Kenyan authorities have beefed up security ahead of the International Amateur Athletics Federation (IAAF) World Cross Country Championships starting in the coastal city of Mombasa.
Mombasa police boss, Wilfred Mbithi, said on Wednesday the security agencies have mounted aerial, sea and foot patrols in readiness for the 35th edition of the IAAF World Cross Country
Championships to ensure maximum security during the event.
"We have intensify our patrols and deployed hundreds of police and sniffer dogs as well as horse mounted security patrols to make the event successful," Mbithi said by telephone from Mombasa.
He said criminal activities have decreased drastically following the intensified patrols.
The east African nation is out to allay fears the global athletics event in the port city of Mombasa could be the target of an "unspecified terrorist attack" cited in a U.S. travel alert
last month.
There will be four races, one for men, women, junior men and junior women respectively. All races encompass both individual and team competition.
The short race for men and women that was run between 1998 and 2006 is now scrapped and the World Cross Country Championships are back to one-day format.
Analysts say stiff competition will be expected from Kenya's neighbors -- Tanzania, Eritrea, Ethiopia and Uganda.
Boniface Kiprop, fourth over 10,000m at both the Athens Olympics and 2005 World Championships, leads the Ugandan squad, joined by Moses Kipsiro, the 10,000m African champion.

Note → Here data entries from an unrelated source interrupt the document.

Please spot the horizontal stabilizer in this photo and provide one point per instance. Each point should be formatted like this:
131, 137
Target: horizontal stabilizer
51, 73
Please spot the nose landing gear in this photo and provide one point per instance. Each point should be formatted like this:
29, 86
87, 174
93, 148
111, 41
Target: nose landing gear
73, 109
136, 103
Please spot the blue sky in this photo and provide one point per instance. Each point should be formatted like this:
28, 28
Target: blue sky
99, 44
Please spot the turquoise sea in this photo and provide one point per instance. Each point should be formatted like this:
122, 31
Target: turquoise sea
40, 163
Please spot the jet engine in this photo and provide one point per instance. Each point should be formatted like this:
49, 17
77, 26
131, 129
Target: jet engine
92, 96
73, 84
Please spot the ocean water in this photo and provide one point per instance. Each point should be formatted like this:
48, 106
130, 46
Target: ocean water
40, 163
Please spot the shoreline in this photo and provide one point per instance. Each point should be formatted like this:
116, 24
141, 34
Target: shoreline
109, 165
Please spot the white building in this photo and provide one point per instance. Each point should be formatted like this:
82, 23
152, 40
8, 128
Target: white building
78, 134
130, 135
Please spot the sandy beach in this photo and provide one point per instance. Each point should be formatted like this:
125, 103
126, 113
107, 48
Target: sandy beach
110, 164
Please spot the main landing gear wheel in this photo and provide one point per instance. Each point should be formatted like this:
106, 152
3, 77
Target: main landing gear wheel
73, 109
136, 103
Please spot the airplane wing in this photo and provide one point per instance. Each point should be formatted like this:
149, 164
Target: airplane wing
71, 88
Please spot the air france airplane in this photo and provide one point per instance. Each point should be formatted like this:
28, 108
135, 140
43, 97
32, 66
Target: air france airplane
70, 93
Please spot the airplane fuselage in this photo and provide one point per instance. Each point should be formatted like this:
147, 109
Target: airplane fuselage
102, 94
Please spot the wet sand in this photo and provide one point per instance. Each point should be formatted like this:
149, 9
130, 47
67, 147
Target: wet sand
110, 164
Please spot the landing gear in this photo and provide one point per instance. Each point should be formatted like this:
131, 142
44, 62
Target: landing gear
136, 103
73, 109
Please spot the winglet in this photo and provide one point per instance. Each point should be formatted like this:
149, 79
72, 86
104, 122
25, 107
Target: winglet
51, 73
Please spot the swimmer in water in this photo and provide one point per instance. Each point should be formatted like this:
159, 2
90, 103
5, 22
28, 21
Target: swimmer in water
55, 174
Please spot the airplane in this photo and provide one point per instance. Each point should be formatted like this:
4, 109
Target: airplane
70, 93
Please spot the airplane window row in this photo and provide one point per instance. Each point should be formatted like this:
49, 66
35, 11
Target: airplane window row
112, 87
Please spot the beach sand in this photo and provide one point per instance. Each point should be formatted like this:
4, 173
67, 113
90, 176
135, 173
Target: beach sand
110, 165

This season, Kipsiro took a close win in Belfast and was narrowly beaten in a photo finish in LeMans. Tanzanian hopes will
be led by cross country, track and road veterans John Yuda, a two-time World Half Marathon Championships bronze medallist, and Fabiano Joseph, the 2005 World Half Marathon champion Fabiano Joseph, who was second in Belfast and a solid fourth in Edinburgh.
But all eyes, as well as all expectations, will clearly be focused on Kenenisa Bekele, who has managed to make history in each of his five previous appearances at these championships.
Bekele, who has won five consecutive long and short course races, had promised to quit cross-country running after the 2006 World Championships. However, he changed his mind and will compete in Mombasa after all.
Eritrea, second in the long course team race last year, will be led by Zersenay Tadesse, the reigning World Road Running champion.
Fourth last year and the silver medallist the year before, the 25-year-old will be counting on a trio of his 2006 teammates who
all finished in the top-10 last year to keep the pressure on Ethiopia - Yonas Kifle, Ali Abdallah, and Tesfayohannes Mesfen.